U.S. forces conducted a series of strikes today against Iran-backed militant groups in Iraq and Syria in response to last weekend's attack in Jordan that killed three U.S. soldiers.

An aerial view of the Pentagon with the Washington Monument in the background.
Photo Shoot
An aerial view of the Pentagon, Washington, D.C., May 15, 2023.
Photo By: Air Force Staff Sgt.

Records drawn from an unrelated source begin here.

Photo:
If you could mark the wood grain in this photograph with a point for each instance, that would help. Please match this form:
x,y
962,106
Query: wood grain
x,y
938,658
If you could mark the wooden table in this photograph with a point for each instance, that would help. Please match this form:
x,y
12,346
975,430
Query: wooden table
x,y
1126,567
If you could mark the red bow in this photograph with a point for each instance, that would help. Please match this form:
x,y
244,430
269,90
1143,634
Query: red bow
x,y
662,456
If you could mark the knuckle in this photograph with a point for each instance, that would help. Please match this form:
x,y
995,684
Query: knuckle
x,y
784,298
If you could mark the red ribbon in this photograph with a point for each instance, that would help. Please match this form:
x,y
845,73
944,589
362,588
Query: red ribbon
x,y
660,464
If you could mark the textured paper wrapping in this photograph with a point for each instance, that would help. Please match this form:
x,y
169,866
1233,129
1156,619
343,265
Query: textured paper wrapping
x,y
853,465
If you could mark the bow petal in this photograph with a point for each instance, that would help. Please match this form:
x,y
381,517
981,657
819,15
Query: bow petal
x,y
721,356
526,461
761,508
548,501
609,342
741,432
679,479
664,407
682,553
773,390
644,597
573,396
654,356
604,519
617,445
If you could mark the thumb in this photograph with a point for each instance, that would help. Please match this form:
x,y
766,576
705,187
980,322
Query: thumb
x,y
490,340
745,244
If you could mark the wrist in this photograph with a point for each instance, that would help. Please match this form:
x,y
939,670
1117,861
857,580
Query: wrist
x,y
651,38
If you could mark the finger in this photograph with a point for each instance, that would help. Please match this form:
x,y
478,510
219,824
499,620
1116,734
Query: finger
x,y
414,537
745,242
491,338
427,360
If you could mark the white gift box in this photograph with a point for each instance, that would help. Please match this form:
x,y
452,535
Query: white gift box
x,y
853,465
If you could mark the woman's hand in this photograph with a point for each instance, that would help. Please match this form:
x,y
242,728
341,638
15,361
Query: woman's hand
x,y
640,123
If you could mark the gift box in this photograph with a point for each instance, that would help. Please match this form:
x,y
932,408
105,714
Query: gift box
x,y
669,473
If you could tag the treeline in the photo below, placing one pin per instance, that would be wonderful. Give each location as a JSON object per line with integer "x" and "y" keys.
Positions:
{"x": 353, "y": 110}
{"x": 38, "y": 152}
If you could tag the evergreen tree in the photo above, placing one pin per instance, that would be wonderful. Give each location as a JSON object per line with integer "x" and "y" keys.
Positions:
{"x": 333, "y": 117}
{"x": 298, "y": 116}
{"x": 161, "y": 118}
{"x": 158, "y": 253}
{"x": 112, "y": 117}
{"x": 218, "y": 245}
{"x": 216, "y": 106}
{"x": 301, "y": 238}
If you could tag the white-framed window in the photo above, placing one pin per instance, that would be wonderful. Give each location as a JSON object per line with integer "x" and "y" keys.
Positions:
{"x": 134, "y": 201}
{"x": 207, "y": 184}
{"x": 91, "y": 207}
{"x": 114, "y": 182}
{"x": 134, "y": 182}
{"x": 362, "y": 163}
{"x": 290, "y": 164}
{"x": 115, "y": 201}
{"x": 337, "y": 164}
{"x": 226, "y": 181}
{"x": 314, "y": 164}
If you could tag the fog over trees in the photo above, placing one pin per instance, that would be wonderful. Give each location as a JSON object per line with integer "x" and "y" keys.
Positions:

John Wright, DOD
VIRIN: 230515-D-KY598-1341

The strikes, which were carried out by U.S. Central Command forces, included more than 85 targets across seven facilities used by groups affiliated with Iran's Islamic Revolutionary Guard Corps' Quds Force.  

Those targets included command and control centers, intelligence facilities and weapons storage facilities used by the Iran-backed militias to attack U.S. and coalition forces.  

President Joe Biden said in a statement that the strikes were the first in a series of actions by the U.S. in response to the attack in Jordan.  

"Our response began today," he said.  "It will continue at times and places of our choosing."

"The United States does not seek conflict in the Middle East or anywhere else in the world," he said. "But let all those who might seek to do us harm know this: If you harm an American, we will respond." 

Secretary of Defense Lloyd J. Austin III echoed the president's resolve to hold the Iran-backed groups accountable.  

"This is the start of our response," Austin said. 

"The president has directed additional actions to hold the IRGC and affiliated militias accountable for their attacks on U.S. and coalition forces," he said. "These will unfold at times and places of our choosing." 

He added that, while the U.S. does not seek conflict in the region, "the president and I will not tolerate attacks on American forces." 

Three civilians watch as soldiers carry a flag-draped coffin from a plane.
President Joe Biden, left, First Lady Dr. Jill Biden and Secretary of Defense Lloyd J. Austin III watch as an Army carry team transfers the remains of Army Sgt. William J. Rivers from a military plane at Dover Air Force Base, Del., Feb. 2, 2024. Rivers and Army Sgts. Kennedy L. Sanders and Breonna A. Moffett were killed in an attack by an uncrewed aerial system at a military base in Jordan last weekend.
Photo By: Jason Minto, Air Force
VIRIN: 240202-F-UK538-1021C

Today's strikes were announced just hours after Biden and Austin attended the dignified transfer in Dover, Delaware, of the remains of the three soldiers killed in last weekend's attack — Army Sgts. William J. Rivers, Kennedy L. Sanders and Breonna A. Moffett.  

National security officials said the facilities targeted in today's strikes were carefully selected to avoid civilian casualties and were based on clear evidence that they were connected to attacks on U.S. personnel. 

"The Department of Defense is in the early stages of battle damage assessment, but we believe that the strikes were successful," said John Kirby, National Security Council coordinator for strategic communications, during a briefing following the strikes.  

Army Lt. Gen. Douglas A. Sims II, director of operations for the Joint Staff, said today's strikes employed multiple aircraft, including B-1 Lancers that flew from bases in the U.S. 

"This has been in the planning since we were asked to look at it," Sims said, adding that weather played a factor in the timing of the strikes.  

"Good weather presented itself today and, as a result, this took place," he said.  

Kirby said the president was kept informed throughout the afternoon.  

"As President Biden has made clear, we will not hesitate to defend our people and hold responsible all those who harm Americans at a time and place of our choosing," Kirby said. "That began tonight—but it will not end tonight."